The plaintiff also asserts that the intention of the parties is immaterial and that one should look solely to the language of CT Page 8312 the agreement, and that the agreement is clear that the plaintiff agreed to sell and the defendant agreed to purchase all the rights to the invention. The referee found as a fact that there had not been a meeting of the minds, because the plaintiff believed the agreement to be a research and development contract, and the defendant thought he was purchasing a product practically ready for marketing. "The existence of a contract is a question of fact to be determined by the trier on the basis of all of the evidence." Fortier v. Newington Group, Inc., 30 Conn. App. 505,509, 620 A.2d 1321 (1993). That fact cannot be challenged by the plaintiff because of a lack of a motion to correct and of exceptions. Accepting the fact that there was no meeting of the minds, the referee's conclusion that the contract could not be enforced follows legally and logically.

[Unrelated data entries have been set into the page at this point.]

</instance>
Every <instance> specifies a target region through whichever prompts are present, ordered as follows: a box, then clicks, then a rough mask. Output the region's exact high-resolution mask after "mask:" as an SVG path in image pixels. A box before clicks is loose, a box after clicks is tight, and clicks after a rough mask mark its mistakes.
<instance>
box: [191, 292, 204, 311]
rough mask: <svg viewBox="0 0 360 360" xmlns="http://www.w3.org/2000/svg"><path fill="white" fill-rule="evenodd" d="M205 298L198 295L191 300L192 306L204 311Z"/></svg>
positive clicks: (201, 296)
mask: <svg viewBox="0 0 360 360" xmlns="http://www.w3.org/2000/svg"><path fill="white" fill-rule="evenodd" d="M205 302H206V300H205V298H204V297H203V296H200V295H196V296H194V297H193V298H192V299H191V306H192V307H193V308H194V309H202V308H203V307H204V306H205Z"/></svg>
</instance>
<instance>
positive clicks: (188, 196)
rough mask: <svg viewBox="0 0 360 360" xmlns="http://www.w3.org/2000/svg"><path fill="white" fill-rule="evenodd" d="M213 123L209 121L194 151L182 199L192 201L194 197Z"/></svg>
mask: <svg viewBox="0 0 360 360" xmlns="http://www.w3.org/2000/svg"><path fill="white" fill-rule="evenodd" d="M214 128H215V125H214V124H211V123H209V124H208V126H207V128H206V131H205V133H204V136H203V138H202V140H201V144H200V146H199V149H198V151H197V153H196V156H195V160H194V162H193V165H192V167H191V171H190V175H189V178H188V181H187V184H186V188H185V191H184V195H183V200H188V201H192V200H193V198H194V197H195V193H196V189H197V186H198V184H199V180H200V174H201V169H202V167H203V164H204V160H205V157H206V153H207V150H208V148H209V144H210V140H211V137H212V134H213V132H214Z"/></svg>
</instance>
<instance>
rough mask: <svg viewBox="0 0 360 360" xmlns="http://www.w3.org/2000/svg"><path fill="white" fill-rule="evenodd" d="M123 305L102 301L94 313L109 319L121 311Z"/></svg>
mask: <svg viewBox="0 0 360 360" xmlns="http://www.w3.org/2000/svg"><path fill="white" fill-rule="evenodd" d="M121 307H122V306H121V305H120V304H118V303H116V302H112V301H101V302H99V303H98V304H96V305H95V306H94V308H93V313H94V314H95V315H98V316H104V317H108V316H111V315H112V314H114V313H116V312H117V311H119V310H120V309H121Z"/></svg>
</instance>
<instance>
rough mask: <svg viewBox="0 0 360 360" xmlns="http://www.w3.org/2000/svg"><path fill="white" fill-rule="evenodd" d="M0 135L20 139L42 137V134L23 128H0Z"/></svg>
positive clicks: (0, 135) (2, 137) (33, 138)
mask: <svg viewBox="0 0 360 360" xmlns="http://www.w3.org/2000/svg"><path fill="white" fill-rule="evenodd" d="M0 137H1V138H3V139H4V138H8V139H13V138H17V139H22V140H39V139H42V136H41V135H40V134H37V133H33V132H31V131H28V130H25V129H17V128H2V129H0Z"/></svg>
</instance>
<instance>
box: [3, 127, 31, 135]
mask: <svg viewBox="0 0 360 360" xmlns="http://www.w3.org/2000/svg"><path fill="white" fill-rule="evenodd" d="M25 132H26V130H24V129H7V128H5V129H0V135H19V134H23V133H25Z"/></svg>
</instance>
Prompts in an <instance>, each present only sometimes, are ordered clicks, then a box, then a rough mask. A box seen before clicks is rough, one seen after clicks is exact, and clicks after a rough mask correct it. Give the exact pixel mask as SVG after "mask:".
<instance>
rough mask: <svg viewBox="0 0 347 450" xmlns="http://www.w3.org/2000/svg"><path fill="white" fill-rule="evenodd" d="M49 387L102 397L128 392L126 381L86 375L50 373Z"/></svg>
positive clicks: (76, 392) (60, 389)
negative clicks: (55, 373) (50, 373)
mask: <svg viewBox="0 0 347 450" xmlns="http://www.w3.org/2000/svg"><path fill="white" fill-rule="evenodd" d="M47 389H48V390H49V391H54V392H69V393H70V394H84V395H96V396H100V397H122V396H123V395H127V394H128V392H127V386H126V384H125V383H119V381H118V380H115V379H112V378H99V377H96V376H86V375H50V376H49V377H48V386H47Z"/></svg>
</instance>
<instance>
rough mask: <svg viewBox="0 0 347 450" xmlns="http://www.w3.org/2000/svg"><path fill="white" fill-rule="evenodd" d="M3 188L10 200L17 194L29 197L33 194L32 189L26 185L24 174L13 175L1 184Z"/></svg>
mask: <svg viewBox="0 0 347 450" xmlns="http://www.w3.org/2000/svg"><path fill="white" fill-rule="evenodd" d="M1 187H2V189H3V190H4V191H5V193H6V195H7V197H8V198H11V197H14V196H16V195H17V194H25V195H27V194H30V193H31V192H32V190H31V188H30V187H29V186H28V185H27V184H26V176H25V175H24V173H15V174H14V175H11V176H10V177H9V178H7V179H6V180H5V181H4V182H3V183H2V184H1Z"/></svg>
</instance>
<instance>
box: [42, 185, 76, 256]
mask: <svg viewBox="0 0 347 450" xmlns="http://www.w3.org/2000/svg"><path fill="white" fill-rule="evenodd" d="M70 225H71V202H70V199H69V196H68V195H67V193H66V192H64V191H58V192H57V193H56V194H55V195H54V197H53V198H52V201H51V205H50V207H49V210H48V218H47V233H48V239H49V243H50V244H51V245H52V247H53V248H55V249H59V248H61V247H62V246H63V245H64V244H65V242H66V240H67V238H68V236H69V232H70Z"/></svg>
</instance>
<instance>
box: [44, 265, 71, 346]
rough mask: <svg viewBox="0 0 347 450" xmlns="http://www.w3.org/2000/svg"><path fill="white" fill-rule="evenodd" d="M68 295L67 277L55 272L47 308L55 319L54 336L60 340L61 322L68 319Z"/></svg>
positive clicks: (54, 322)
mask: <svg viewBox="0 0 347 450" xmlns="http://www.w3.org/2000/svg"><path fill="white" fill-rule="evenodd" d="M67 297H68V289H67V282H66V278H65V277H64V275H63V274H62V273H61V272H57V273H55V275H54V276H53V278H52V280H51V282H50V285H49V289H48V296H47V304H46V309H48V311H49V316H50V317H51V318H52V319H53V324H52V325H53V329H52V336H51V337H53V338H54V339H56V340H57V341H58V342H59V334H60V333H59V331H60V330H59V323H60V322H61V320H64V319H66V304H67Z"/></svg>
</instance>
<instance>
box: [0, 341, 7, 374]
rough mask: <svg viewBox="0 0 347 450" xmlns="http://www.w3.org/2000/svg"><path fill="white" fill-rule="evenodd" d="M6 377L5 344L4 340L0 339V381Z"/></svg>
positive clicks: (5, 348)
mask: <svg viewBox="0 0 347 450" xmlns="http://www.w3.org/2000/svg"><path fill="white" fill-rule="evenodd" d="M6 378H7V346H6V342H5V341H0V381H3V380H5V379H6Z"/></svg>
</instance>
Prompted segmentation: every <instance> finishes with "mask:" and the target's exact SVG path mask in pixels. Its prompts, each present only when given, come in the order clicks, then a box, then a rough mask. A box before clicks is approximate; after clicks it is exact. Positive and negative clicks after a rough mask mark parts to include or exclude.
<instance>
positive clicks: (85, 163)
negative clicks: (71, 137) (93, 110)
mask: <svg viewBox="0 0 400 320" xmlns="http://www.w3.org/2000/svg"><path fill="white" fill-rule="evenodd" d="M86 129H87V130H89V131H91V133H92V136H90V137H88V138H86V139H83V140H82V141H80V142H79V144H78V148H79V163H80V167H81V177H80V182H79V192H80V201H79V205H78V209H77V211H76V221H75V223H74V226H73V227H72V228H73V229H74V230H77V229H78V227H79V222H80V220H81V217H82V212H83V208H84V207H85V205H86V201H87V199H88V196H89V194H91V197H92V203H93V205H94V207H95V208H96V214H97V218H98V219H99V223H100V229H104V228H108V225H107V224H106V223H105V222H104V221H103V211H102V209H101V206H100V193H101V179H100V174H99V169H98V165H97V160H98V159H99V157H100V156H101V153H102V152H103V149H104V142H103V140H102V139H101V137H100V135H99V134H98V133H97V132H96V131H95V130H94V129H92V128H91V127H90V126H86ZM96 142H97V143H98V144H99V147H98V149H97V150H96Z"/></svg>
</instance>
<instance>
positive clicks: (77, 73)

Furthermore, "[i]n order for an enforceable contract to exist, the court must find that the parties' minds had truly met." Fortier v. Newington Group, Inc., supra, 510. "If there has been a misunderstanding between the parties, or a misapprehension by one or both so that their minds have never met, no contract has been entered into by them and the court will not make for them a contract which they themselves did not make." Id.

Therefore, based on the standard of review in Elgar v. Elgar, supra, 238 Conn. 848, the court finds that the referee's recommendations are not illegal or illogical. To the contrary, in the words of Practice Book § 440, her recommendations were "properly reached on the basis of the subordinate facts found." No material error in the referee's report has been found, nor any other sufficient reason for rendering the report unacceptable. See Practice Book § 443.

Accordingly, judgment hereby enters in favor of the defendant to recover from the plaintiff the sum of $20,000 on the first count of his counterclaim. Statutory costs shall be taxed by the clerk.

So Ordered.

Dated at Stamford, Connecticut, this 30th day of October, 1996.